- Directed by: Dell Henderson
- Written by: Roy Briant
- Produced by: Jesse J. Goldburg
- Starring: Marcella Daly Eric Mayne Charles Delaney
- Production company: Independent Pictures
- Distributed by: Independent Pictures
- Release date: December 3, 1925;
- Running time: 50 minutes
- Country: United States
- Language: Silent (English intertitles)

= Accused (1925 film) =

1925 film

Accused is a 1925 American silent drama film directed by Dell Henderson and starring Marcella Daly, Eric Mayne, and Charles Delaney.

==Plot==
As described in a film magazine review, Helen, reared as the daughter of the kindly Cyrus Braidwood, discovers that her real father is the crook Lait Rodman, overwhom Braidwood holds a confession of complicity in the death of his wife.

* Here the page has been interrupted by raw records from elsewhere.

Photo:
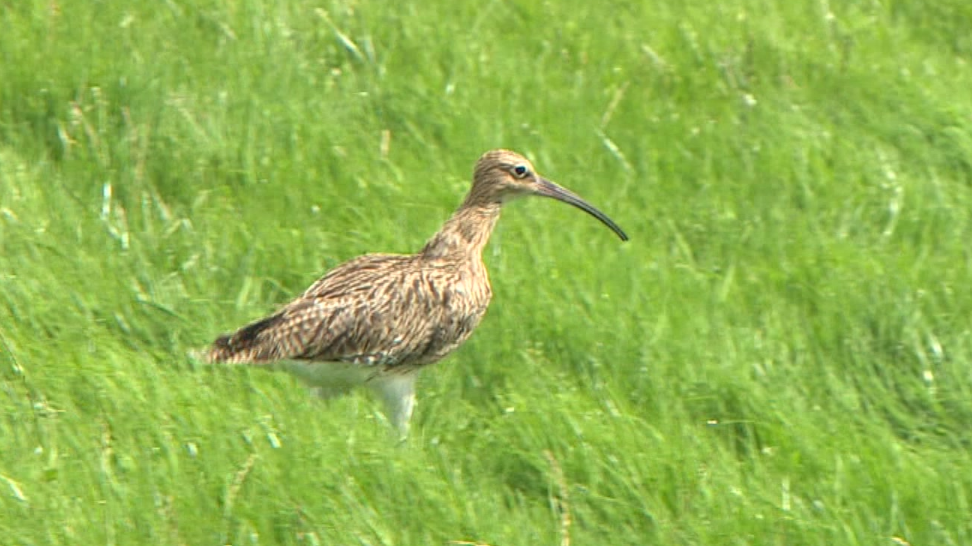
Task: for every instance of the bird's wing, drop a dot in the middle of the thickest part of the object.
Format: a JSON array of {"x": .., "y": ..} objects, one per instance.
[{"x": 366, "y": 311}]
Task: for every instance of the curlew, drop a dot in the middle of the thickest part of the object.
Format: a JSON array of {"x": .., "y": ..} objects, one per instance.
[{"x": 378, "y": 319}]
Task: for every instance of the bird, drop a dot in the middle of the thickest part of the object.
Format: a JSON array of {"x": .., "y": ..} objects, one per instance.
[{"x": 379, "y": 319}]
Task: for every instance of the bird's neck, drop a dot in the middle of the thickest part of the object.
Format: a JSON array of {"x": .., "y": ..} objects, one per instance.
[{"x": 466, "y": 233}]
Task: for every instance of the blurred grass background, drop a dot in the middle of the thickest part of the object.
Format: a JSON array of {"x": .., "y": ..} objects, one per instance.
[{"x": 781, "y": 355}]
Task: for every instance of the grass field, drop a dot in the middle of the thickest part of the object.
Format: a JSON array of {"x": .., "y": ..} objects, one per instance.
[{"x": 782, "y": 354}]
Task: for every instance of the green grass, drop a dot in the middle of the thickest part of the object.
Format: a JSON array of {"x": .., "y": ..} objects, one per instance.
[{"x": 781, "y": 354}]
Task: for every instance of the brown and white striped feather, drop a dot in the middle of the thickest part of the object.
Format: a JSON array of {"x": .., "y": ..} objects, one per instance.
[{"x": 394, "y": 312}]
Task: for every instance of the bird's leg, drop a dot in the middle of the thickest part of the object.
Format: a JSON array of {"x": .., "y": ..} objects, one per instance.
[{"x": 397, "y": 391}]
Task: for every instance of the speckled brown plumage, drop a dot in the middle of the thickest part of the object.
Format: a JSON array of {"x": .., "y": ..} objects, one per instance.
[{"x": 377, "y": 319}]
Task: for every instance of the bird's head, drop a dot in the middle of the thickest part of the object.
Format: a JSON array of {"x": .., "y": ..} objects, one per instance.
[{"x": 502, "y": 175}]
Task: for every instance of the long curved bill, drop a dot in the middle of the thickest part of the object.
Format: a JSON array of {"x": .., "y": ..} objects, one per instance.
[{"x": 547, "y": 188}]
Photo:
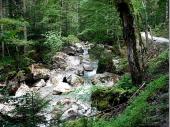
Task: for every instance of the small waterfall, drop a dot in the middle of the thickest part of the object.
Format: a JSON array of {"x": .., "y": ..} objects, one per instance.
[{"x": 88, "y": 75}]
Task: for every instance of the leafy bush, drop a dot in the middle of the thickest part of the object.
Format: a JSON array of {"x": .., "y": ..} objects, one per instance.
[
  {"x": 104, "y": 57},
  {"x": 125, "y": 82},
  {"x": 53, "y": 41},
  {"x": 27, "y": 112},
  {"x": 53, "y": 44},
  {"x": 71, "y": 39},
  {"x": 135, "y": 112},
  {"x": 159, "y": 64}
]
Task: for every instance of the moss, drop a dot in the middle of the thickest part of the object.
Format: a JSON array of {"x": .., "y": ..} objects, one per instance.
[
  {"x": 104, "y": 98},
  {"x": 136, "y": 111},
  {"x": 159, "y": 64},
  {"x": 82, "y": 122}
]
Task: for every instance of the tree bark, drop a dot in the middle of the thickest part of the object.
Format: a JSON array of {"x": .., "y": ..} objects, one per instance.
[
  {"x": 2, "y": 43},
  {"x": 130, "y": 39},
  {"x": 25, "y": 27}
]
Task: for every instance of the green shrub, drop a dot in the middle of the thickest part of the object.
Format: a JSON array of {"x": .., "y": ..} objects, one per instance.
[
  {"x": 105, "y": 59},
  {"x": 82, "y": 122},
  {"x": 27, "y": 110},
  {"x": 71, "y": 39},
  {"x": 53, "y": 43},
  {"x": 135, "y": 112},
  {"x": 159, "y": 64}
]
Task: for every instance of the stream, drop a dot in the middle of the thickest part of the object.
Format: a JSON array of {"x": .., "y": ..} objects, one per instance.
[{"x": 77, "y": 102}]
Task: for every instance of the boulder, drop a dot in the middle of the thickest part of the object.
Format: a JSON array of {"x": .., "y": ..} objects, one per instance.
[
  {"x": 12, "y": 87},
  {"x": 88, "y": 67},
  {"x": 73, "y": 61},
  {"x": 41, "y": 83},
  {"x": 62, "y": 88},
  {"x": 106, "y": 78},
  {"x": 71, "y": 113},
  {"x": 74, "y": 80},
  {"x": 60, "y": 61},
  {"x": 56, "y": 78},
  {"x": 22, "y": 90},
  {"x": 71, "y": 51},
  {"x": 5, "y": 109}
]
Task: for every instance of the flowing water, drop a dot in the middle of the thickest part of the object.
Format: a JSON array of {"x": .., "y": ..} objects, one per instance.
[{"x": 81, "y": 94}]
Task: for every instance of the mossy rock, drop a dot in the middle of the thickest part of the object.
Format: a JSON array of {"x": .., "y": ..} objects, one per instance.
[
  {"x": 105, "y": 98},
  {"x": 11, "y": 75},
  {"x": 82, "y": 122}
]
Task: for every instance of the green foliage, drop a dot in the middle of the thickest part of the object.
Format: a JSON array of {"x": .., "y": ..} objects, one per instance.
[
  {"x": 158, "y": 63},
  {"x": 104, "y": 57},
  {"x": 135, "y": 112},
  {"x": 53, "y": 41},
  {"x": 53, "y": 44},
  {"x": 28, "y": 110},
  {"x": 6, "y": 66},
  {"x": 8, "y": 21},
  {"x": 71, "y": 39},
  {"x": 82, "y": 122},
  {"x": 126, "y": 83},
  {"x": 105, "y": 98},
  {"x": 99, "y": 21},
  {"x": 161, "y": 30}
]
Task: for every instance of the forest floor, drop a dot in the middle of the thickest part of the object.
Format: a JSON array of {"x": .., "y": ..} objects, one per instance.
[{"x": 79, "y": 89}]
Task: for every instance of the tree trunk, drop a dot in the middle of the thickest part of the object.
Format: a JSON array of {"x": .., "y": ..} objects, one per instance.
[
  {"x": 1, "y": 13},
  {"x": 146, "y": 23},
  {"x": 25, "y": 27},
  {"x": 130, "y": 39}
]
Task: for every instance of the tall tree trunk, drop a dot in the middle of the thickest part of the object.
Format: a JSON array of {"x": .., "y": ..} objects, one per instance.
[
  {"x": 146, "y": 22},
  {"x": 1, "y": 13},
  {"x": 25, "y": 27},
  {"x": 130, "y": 39},
  {"x": 78, "y": 11}
]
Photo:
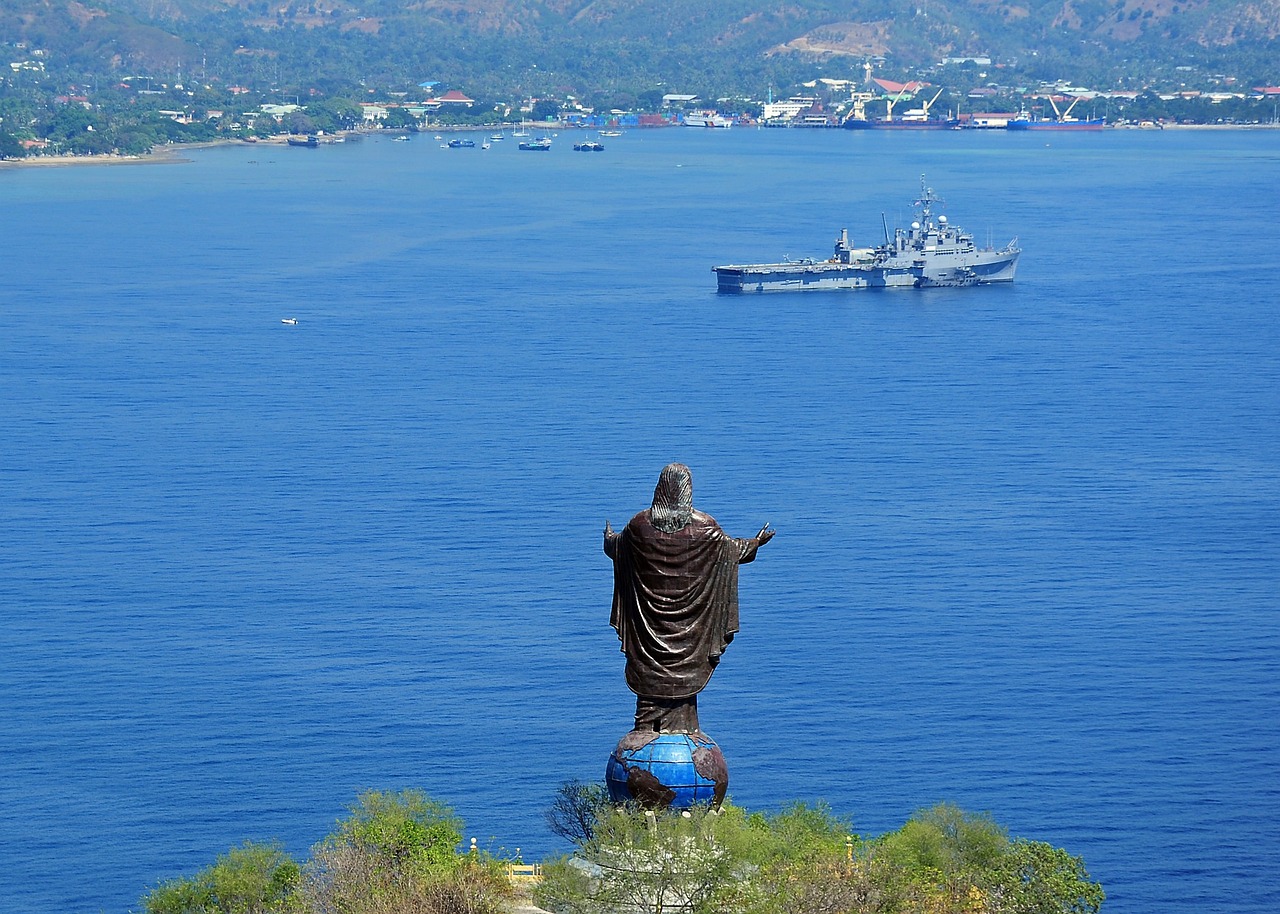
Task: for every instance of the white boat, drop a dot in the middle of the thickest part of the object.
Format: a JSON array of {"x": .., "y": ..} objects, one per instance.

Rodman obtains possession of the incriminating document. Helen secretly enters Rodman's apartment to search for the vanished paper and encounters Steve Randall, a wealthy young bachelor. Each takes the other as being a crook. They become trapped in the thieves' underground den which becomes flooded, and they barely escape. Matters are finally adjusted and the two agree to wed.

==Preservation==
A complete copy of Accused is held by the Library of Congress.

==Bibliography==
- Connelly, Robert B. The Silents: Silent Feature Films, 1910-36, Volume 40, Issue 2. December Press, 1998.
- Munden, Kenneth White. The American Film Institute Catalog of Motion Pictures Produced in the United States, Part 1. University of California Press, 1997.